What has been the ultimate impact of that? Impossible to estimate - but worth bearing in mind as we observe Sony's problems. Equally, we should recall a second factor, namely that no one year is really directly comparable to another in the games business. The business operates on a cyclical basis - an annual cycle which favours the December quarter, a five- or six-year console replacement cycle (whose prolonging is arguably causing some of the pain for the console business right now), a 12 to 24 month refresh cycle on major franchises. Those cycles interlock to influence business results, but are also uneven, with peaks and troughs created by quiet periods or major title releases. Sony's decline may in part be a trough rather than a trend - but note the "in part". It might not be as bad as it looks. It's still bad.
As usual, there's some odd mucking around with numbers going on within Sony's financial report. The company has combined sales numbers for the PS3 and the ageing PS2, as well as numbers for the PSP and the Vita, in a cack-handed effort at obfuscating actual sales. Some halfwit in Tokyo presumably thinks this is an ingenious way of distracting people from the reality of the figures; to him, and his bosses, I suggest a crash course in "how the Internet works" may be required, since the fact is that such a blatant attempt to hide your figures only focuses vastly more unwanted attention on them. Even so, it's not hard to see that the figures are bad - the combined sales of Vita and PSP, in particular, don't even add up to the individual sales registered by the PSP in last year's quarter.
Overall, despite Sony's attempt to claim that the Vita's sales are making up for falling sales elsewhere, the absolute root of the problem clearly lies with the firm's newest launch.

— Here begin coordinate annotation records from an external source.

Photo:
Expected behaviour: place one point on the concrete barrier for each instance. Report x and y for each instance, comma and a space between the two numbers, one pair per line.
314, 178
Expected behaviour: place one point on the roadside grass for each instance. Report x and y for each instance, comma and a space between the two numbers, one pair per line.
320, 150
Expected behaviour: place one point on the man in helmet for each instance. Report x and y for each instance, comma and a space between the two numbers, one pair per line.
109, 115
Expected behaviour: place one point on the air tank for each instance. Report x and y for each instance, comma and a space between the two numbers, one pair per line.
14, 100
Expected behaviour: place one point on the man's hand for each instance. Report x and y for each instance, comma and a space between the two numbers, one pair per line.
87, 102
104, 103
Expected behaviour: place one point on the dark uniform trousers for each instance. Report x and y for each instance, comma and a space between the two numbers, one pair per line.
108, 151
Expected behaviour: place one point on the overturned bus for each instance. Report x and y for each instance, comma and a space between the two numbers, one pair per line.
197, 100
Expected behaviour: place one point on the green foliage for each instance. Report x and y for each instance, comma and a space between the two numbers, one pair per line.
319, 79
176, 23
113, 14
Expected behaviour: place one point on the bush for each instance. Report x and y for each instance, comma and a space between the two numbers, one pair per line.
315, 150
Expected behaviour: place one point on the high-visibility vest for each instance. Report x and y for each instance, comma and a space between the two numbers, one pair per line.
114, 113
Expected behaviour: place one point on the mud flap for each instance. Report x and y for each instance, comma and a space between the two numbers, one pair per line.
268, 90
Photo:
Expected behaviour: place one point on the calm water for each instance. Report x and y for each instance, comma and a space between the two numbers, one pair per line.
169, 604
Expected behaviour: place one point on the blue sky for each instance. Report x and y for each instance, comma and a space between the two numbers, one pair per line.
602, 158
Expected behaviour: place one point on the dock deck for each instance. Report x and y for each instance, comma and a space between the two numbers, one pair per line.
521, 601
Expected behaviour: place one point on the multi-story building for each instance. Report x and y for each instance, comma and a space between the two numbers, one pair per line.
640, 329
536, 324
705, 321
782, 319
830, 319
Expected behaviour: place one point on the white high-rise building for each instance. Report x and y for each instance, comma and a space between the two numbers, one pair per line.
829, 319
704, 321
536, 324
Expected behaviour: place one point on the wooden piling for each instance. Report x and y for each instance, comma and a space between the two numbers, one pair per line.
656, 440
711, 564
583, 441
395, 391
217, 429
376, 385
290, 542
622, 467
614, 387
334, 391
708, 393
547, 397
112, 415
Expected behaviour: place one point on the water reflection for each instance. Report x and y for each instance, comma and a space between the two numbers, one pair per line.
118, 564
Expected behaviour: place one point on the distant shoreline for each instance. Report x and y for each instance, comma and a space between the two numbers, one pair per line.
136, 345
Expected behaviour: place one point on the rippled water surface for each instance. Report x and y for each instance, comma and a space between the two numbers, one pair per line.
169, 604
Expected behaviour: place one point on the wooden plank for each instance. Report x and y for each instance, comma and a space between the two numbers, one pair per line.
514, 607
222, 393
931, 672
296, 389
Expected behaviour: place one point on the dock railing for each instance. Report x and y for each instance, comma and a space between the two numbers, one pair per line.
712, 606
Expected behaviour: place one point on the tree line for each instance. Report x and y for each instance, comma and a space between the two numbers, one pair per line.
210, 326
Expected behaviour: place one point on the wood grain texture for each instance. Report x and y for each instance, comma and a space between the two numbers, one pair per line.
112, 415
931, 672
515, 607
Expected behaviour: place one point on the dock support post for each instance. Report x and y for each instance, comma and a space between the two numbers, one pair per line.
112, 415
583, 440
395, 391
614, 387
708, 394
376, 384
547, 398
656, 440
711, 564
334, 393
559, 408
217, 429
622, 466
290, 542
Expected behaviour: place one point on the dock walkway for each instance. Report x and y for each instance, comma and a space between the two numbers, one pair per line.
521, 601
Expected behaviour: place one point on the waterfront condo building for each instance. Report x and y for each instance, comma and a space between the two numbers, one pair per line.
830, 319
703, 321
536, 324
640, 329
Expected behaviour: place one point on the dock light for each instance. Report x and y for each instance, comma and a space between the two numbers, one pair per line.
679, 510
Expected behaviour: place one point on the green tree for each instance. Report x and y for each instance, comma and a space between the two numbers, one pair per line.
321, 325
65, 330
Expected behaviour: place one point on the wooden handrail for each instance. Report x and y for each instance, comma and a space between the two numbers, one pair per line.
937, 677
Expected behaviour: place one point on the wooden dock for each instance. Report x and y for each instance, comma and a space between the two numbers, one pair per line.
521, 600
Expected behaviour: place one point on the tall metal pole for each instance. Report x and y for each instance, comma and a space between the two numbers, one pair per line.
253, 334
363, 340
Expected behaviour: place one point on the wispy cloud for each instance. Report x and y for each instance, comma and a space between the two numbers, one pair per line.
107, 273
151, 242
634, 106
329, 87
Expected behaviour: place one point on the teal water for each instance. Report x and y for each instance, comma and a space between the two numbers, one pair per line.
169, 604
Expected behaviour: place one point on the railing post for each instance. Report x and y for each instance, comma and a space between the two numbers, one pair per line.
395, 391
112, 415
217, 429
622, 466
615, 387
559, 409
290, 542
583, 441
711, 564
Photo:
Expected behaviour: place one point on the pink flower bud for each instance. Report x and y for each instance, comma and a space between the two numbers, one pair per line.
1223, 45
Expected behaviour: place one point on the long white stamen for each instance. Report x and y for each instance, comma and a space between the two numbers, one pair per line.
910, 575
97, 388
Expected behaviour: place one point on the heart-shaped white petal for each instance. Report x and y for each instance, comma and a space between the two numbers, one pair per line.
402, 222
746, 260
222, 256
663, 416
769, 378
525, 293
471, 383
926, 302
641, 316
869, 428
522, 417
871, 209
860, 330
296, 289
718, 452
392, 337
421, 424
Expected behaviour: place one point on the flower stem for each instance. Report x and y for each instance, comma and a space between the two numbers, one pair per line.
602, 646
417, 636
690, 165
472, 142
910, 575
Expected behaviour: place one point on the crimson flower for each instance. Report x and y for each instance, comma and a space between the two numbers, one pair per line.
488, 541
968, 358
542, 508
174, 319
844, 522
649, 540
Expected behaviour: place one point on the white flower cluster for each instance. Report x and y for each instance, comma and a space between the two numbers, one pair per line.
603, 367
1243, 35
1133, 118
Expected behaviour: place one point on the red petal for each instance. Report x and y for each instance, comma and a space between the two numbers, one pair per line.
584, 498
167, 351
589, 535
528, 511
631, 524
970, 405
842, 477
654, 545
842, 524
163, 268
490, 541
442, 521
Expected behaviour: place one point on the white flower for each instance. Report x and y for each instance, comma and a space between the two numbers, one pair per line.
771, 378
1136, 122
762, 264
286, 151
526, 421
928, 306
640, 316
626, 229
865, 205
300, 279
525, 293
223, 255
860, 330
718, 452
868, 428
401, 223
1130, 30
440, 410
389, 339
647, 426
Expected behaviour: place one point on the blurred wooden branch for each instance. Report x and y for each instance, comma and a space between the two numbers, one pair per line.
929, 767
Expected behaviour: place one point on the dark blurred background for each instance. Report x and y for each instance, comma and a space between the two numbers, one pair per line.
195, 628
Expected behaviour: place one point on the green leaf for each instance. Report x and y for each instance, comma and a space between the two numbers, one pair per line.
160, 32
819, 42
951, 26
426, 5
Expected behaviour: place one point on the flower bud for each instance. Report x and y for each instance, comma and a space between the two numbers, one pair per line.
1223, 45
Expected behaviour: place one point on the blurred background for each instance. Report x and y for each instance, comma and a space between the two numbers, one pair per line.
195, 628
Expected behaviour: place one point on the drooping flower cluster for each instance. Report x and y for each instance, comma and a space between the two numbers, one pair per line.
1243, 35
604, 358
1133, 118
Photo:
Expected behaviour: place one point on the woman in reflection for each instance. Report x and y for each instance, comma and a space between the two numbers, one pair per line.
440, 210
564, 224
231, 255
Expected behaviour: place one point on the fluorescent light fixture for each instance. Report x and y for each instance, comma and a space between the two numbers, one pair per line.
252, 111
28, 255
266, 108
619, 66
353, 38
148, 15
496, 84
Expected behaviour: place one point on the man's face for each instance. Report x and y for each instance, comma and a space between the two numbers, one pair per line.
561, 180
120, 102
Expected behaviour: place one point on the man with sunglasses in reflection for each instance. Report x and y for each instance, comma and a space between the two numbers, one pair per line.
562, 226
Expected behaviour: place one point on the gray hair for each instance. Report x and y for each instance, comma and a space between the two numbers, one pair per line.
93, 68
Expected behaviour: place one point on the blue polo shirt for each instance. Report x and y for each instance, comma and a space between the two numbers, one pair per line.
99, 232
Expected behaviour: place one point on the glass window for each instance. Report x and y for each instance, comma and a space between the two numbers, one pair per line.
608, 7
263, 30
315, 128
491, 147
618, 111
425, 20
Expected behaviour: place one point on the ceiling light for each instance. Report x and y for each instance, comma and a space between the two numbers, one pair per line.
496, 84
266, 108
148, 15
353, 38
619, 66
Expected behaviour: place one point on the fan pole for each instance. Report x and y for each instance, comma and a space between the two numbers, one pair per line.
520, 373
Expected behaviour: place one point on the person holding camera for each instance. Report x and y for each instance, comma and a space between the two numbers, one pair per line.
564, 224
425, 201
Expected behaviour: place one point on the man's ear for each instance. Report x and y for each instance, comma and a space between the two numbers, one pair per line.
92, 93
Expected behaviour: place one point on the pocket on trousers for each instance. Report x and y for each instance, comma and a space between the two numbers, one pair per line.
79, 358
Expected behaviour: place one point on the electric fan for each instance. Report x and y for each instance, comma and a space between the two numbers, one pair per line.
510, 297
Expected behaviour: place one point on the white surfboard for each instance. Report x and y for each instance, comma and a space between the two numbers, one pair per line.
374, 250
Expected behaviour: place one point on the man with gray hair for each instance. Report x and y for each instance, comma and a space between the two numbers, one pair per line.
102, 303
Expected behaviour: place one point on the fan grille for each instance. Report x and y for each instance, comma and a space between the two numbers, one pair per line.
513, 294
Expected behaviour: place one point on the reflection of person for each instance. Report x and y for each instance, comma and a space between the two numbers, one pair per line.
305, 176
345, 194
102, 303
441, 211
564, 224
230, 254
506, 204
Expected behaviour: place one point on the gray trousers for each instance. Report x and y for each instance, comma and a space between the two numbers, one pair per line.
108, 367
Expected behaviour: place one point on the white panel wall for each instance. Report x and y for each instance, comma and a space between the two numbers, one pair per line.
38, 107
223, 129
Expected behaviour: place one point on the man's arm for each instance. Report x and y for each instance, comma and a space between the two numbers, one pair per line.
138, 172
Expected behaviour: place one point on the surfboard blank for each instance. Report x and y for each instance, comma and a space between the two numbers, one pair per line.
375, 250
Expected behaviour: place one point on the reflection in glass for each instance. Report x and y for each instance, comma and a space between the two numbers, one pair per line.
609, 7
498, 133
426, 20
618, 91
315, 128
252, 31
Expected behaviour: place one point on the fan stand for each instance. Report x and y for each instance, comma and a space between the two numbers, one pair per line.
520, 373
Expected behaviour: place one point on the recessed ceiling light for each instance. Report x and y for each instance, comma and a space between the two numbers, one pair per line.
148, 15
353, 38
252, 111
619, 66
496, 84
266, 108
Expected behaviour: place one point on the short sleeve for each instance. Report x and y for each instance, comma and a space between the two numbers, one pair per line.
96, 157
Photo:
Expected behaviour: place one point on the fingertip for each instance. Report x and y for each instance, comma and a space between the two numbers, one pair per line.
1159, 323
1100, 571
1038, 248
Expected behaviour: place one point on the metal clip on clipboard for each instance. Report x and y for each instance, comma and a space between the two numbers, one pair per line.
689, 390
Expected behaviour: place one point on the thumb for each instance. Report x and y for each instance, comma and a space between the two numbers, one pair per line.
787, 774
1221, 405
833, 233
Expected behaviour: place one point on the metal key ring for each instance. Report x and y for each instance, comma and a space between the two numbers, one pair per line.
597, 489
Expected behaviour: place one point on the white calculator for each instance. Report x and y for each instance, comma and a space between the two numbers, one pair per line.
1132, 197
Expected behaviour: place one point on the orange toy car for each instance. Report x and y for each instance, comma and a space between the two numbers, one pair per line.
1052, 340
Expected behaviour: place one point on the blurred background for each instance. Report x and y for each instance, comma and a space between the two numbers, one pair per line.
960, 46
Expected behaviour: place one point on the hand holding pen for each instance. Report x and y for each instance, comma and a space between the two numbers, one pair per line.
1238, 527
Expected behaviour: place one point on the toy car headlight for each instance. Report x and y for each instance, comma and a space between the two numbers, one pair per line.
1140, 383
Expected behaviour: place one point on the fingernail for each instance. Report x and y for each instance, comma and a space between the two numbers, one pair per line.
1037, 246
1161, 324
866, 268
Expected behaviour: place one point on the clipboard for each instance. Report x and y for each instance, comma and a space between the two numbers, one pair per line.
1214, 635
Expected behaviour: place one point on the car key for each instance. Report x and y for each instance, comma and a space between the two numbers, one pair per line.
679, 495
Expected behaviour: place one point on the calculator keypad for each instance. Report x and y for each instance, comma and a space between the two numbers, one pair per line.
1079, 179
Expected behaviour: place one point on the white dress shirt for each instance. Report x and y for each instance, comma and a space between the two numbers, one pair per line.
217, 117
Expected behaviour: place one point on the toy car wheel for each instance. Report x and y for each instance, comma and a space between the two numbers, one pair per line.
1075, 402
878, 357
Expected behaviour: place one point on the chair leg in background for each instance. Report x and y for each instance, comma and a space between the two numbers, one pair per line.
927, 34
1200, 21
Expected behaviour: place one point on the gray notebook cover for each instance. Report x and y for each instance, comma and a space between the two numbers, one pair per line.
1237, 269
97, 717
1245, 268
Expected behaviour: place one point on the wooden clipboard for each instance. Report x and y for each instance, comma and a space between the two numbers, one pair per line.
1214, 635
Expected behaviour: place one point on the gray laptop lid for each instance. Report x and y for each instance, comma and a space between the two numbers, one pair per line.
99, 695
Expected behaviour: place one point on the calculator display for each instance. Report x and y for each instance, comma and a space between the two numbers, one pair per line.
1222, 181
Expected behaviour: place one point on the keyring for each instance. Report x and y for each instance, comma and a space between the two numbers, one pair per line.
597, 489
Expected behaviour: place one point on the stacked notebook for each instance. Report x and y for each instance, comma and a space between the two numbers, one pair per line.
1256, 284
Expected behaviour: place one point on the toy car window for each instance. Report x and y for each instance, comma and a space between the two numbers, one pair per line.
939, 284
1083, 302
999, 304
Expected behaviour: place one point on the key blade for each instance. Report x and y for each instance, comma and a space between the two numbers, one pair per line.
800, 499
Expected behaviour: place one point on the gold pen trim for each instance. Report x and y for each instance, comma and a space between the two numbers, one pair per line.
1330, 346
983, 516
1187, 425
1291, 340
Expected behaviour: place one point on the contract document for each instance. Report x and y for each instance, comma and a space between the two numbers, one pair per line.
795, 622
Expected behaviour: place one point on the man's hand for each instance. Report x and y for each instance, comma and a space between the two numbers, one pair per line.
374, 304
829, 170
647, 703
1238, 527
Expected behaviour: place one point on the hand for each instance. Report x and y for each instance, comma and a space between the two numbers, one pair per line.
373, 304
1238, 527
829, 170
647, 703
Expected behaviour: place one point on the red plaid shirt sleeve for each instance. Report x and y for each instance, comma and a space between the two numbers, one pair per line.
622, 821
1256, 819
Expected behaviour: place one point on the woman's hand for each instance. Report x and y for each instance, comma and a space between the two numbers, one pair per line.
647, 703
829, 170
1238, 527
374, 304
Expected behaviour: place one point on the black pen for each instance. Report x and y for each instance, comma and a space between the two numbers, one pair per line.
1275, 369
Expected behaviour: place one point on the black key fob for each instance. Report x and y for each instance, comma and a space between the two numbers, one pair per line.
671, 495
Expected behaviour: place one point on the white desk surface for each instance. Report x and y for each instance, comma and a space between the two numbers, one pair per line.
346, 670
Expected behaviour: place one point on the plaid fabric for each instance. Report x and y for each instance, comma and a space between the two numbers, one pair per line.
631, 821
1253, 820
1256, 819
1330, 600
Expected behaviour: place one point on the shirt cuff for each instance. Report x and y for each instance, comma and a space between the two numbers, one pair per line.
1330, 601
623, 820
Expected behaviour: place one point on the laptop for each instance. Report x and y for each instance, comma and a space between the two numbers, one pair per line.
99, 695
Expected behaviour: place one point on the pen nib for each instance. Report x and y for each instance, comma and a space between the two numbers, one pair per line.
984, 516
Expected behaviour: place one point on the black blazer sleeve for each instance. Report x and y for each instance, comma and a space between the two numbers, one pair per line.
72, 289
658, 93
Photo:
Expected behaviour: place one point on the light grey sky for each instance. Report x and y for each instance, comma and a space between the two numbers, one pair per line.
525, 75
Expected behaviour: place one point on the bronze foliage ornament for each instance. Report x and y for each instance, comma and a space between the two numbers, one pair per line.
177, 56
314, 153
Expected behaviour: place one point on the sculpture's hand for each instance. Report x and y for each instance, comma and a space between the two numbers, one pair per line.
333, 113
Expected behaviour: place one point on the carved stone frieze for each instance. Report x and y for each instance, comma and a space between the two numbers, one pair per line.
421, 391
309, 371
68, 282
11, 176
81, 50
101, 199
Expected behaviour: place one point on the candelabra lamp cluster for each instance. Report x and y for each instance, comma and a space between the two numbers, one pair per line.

PS3 has been a solid performer in the past few years; it's late in its lifespan, meaning there is plenty of scope to drive it forward through price cutting or redesigned hardware. Besides, it's got a huge installed base already, meaning that it's well-established as a platform for developers. Vita, however, is an utter flop - a label I didn't want to apply hastily, but can it really be denied at this stage, even by the console's most dedicated fans? It's clear that if Sony wants to reverse that situation, it's going to have to accept deeper losses through a steep price cut, as well as significantly ramping up its software efforts.
Mobile gaming and smartphone advocates will nod sagely and a little triumphantly at that, but the fact is that Vita's failure wasn't written in the stars. The 3DS XL is off to a good start and the 3DS platform overall has now managed almost 20 million sales; the market for dedicated handheld hardware is not dead. Smartphones and tablets have made it harder to sell people handheld devices, but by no means impossible. Vita's problems are not with the basic concept of a dedicated games machine, but with the execution - the pricing, the marketing, the functionality, the software, perhaps even the hardware itself. Some of those things can be fixed, but it'll be painful and expensive to do so. Whether Sony has the wherewithal to do so, and to do so quickly, will be an important pointer for what kind of future this embattled company has in the console business as a whole.